1 Cor. 15:57 57 ¡Pero le damos gracias a Dios que nos da la victoria a través de nuestro Señor Jesucristo!
Rom. 8:37 37 Pero en medio de todos estos problemas tenemos la victoria completa a través de Dios, que nos demostró su amor.
Deut. 20:4 4 ¡El Señor su Dios va con ustedes para ayudarlos a pelear contra sus enemigos. Él los va a ayudar a ganar!».
Is. 54:17 17 «La gente va a fabricar armas para pelear contra vos, pero sus armas no te van a vencer. Algunos van a decir cosas en tu contra, pero cualquiera que hable mal de vos va a quedar como un mentiroso». El Señor dice: «¡Eso es lo que reciben mis siervos! Ellos reciben las cosas buenas que vienen de mí, su Señor».
Miqueas 7:8 8 Me caí, pero vos, enemigo mío, ¡no te rías de mí! Me voy a volver a levantar. Ahora estoy sentado en la oscuridad, pero el Señor va a ser una luz para mí.
2 Reyes 6:16 16 Eliseo dijo: «No tengas miedo. El ejército que pelea por nosotros es más grande que el ejército que pelea por Aram».
Rom. 8:31
El amor de Dios en Cristo Jesús
31 Entonces, ¿qué podemos decir sobre esto? Si Dios está de nuestro lado, nadie puede estar en nuestra contra. Y Dios está con nosotros.
1 Juan 4:4 4 Hijitos míos, ustedes son de Dios, así que ya vencieron a esos falsos profetas. Eso es porque el que está en ustedes es más grande que el que está en el mundo.
Col. 2:15 15 Él venció a los gobernantes y a los poderes del mundo espiritual. Con la cruz logró la victoria sobre ellos y los expuso públicamente, llevándolos como prisioneros vencidos y sin poder ante los ojos de todo el mundo.
Sal. 105:24 24 La familia de Jacob se hizo muy numerosa y más poderosa que sus enemigos.

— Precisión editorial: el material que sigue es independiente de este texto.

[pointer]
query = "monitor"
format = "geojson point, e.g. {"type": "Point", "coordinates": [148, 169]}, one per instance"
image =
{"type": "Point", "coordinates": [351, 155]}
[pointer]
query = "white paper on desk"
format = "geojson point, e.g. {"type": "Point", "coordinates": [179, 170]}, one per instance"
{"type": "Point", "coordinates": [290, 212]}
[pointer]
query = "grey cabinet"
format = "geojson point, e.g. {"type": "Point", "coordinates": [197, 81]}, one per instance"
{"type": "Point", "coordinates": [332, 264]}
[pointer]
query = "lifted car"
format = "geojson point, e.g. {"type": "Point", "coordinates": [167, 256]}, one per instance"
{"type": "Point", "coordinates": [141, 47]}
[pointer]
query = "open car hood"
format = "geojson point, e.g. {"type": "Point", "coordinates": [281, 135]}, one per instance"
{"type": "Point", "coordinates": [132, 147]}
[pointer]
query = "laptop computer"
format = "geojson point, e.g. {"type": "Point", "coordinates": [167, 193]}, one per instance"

Heb. 2:14 14 Estos hijos son personas de carne y hueso. Por eso Jesús mismo se hizo como ellos y pasó por sus mismas experiencias. Jesús hizo esto para que, al morir, pudiera destruir al que tiene el poder de la muerte: el diablo.
Sal. 18:48 48 ¡Él me salva de mis enemigos! Vos, Señor, me ayudás a vencer a los que me atacan. Me salvás de la gente cruel.
Éx. 14:14 14 Ustedes no van a tener que hacer nada, solo quédense tranquilos. El Señor va a pelear por ustedes».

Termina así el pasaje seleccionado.